The cells of the proximal convoluted tubule are also able to adjust their reabsorptive capacity in response to changes in the body’s needs. For example, if the body is in need of more glucose, the cells of the proximal convoluted tubule will increase the expression of glucose transport proteins and reabsorb more glucose from the filtrate.

Overall, the adaptations of the cells of the proximal convoluted tubule allow for the efficient and selective reabsorption of useful substances from the filtrate, which helps to maintain the balance of nutrients and electrolytes in the body.

8.)

a.) Explain the process of genetic engineering in relation to the production of recombinant DNA.
Genetic engineering involves manipulating an organism’s genetic material to introduce desired traits or characteristics. In the production of recombinant DNA, a specific gene or DNA sequence of interest is isolated from one organism and inserted into the DNA of another organism. This is achieved by using enzymes, such as restriction enzymes, to cut the DNA at specific points, allowing the gene of interest to be inserted into a vector, such as a plasmid. The recombinant DNA is then transferred into host cells, which replicate and express the inserted gene, resulting in the production of the desired protein or trait.

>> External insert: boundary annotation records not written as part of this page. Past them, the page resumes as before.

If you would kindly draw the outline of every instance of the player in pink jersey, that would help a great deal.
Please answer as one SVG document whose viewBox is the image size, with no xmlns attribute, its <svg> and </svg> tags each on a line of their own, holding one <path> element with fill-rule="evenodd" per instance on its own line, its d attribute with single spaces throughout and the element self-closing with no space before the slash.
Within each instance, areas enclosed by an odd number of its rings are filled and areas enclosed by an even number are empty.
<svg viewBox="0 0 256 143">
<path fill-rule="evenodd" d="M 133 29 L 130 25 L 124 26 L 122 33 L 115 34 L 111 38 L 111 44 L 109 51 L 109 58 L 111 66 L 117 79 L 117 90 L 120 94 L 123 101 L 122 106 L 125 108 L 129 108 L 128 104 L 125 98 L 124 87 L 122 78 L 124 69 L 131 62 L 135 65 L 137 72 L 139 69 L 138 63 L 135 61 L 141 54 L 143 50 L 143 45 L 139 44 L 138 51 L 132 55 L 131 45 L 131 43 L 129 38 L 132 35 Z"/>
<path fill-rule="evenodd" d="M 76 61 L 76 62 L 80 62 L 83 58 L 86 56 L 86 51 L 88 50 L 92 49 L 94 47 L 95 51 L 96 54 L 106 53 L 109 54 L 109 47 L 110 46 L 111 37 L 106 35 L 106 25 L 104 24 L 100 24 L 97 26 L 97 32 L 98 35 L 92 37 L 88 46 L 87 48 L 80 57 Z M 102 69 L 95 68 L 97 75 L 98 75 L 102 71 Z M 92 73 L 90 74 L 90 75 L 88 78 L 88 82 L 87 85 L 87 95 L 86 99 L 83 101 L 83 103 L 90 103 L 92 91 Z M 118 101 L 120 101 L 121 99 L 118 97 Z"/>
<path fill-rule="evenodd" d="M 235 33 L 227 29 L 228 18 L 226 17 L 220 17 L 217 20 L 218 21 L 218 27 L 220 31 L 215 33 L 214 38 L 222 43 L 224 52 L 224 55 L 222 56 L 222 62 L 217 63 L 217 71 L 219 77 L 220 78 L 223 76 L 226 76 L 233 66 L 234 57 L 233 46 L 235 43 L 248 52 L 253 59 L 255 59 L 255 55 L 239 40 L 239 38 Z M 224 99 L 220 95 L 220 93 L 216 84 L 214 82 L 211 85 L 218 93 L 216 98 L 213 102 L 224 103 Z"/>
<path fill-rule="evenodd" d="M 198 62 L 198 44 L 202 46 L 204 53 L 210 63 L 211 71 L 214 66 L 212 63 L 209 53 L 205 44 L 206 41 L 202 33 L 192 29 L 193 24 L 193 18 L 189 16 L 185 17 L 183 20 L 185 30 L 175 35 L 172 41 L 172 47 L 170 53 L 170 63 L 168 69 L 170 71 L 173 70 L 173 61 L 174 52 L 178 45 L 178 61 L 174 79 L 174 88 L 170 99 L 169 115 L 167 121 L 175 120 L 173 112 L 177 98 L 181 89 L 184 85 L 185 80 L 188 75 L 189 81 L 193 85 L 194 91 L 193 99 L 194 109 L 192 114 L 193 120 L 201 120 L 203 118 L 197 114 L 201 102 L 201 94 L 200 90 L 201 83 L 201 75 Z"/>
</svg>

b.) Discuss the potential benefits and risks associated with the use of genetically modified organisms (GMOs) in agriculture and food production.
Benefits of GMOs in agriculture and food production include increased crop yields, enhanced nutritional content, improved resistance to pests, diseases, and harsh environmental conditions, and reduced need for chemical pesticides and herbicides. GMOs can also help address food shortages and improve food security. However, there are also risks associated with GMOs. Concerns include potential environmental impacts, such as the unintended spread of genetically modified traits to non-target organisms, the development of pesticide resistance in pests, and the loss of biodiversity. Additionally, there are concerns about the potential long-term effects of consuming GMOs on human health, although scientific consensus supports the safety of approved GMOs.

c.) Compare and contrast the techniques of gene cloning and polymerase chain reaction (PCR) in genetic engineering, highlighting their applications and limitations.
Gene cloning and polymerase chain reaction (PCR) are both techniques used in genetic engineering, but they serve different purposes.
Gene cloning involves isolating a specific gene or DNA fragment and inserting it into a vector, such as a plasmid, to create multiple copies of the gene. This technique allows for the amplification and production of large quantities of a particular gene of interest. Gene cloning is often used in research, medical diagnostics, and the production of recombinant proteins.
PCR, on the other hand, is a technique used to amplify a specific DNA sequence without the need for cloning. It involves a cyclic process of heating and cooling DNA samples in the presence of specific primers, DNA polymerase, and nucleotides. PCR is highly sensitive and can amplify a target DNA sequence exponentially, making it valuable in DNA sequencing, forensics, and diagnosing genetic diseases.

Comparing the two techniques, gene cloning can produce large quantities of DNA fragments, whereas PCR amplifies a specific DNA sequence. Gene cloning requires the use of vectors and host cells, while PCR can be performed in a test tube. Both techniques have their limitations, such as gene cloning being time-consuming and labour-intensive, and PCR being prone to contamination and requiring prior knowledge of the DNA sequence being amplified.
In summary, gene cloning is used for the production of multiple copies of a specific gene, while PCR is used for amplifying a specific DNA sequence. Both techniques have applications in genetic engineering, but they differ in their processes, requirements, and limitations.